ELSIE: What’s that, Daddy?
FATHER: A cow.
—from a 1906 issue of Punch, quoted by Ernest Weekley as an epigraph to his book An Etymology of Modern English
When we reflect that “sentence” means, literally, “a way of thinking” (Latin: sententia) and that it comes from the Latin sentire, to feel, we realize that the concepts of sentence and sentence structure are not merely grammatical or merely academic—not negligible in any sense. A sentence is both the opportunity and the limit of thought—what we have to think with, and what we have to think in. It is, moreover, a feelable thought, a thought that impresses its sense not just on our understanding, but on our hearing, our sense of rhythm and proportion. It is a pattern of felt sense.

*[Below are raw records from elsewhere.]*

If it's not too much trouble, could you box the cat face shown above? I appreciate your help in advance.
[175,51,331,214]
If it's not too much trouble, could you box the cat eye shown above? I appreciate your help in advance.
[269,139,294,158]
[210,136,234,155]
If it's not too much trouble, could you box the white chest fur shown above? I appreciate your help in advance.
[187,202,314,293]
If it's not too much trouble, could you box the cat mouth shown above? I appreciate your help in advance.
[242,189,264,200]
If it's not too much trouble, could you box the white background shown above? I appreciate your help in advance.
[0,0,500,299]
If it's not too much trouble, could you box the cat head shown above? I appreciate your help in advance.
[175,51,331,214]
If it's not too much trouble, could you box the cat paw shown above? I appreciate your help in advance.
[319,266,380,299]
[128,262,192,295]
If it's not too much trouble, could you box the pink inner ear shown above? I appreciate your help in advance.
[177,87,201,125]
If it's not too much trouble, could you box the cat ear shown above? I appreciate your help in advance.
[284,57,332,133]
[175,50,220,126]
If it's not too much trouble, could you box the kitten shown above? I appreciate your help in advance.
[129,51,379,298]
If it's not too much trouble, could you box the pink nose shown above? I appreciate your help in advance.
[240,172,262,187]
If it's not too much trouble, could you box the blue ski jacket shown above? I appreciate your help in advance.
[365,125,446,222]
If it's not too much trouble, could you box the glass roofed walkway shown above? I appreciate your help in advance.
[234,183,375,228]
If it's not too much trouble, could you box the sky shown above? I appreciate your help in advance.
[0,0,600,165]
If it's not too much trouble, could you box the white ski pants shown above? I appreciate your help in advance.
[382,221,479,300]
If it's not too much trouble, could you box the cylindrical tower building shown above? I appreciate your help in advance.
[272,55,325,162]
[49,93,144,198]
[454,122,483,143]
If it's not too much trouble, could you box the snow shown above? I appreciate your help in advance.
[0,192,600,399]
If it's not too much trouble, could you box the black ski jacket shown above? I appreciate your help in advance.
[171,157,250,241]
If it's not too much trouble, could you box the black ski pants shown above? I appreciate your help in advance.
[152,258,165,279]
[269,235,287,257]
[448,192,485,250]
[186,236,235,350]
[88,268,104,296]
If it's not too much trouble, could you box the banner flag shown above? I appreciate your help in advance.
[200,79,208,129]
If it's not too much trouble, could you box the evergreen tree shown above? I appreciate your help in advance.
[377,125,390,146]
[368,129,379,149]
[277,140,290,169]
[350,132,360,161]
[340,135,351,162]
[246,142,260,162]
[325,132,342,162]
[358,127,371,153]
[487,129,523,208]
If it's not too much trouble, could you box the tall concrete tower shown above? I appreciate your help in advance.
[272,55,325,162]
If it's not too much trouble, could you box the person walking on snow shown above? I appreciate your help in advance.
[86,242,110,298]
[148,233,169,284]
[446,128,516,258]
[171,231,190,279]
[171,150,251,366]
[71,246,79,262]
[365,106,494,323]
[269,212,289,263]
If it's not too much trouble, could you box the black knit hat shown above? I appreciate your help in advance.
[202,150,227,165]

—Wendell Berry, “Standing by Words”
Captain Smith … , happening to be taken Prisoner among the Indians, had leave granted him to send a Message to the Governor of the English Fort in James Town, about his Ransome; the Messenger being an Indian, was surpriz’d, when he came to the Governor, … for that the Governor could tell him all his Errand before he spoke one Word of it to him, and that he only had given him a piece of Paper: After which, when they let him know that the Paper which he had given the Governor had told him all the Business, then … Capt. Smith was a Deity and to be Worshipp’d, for that he had Power to make the Paper Speak.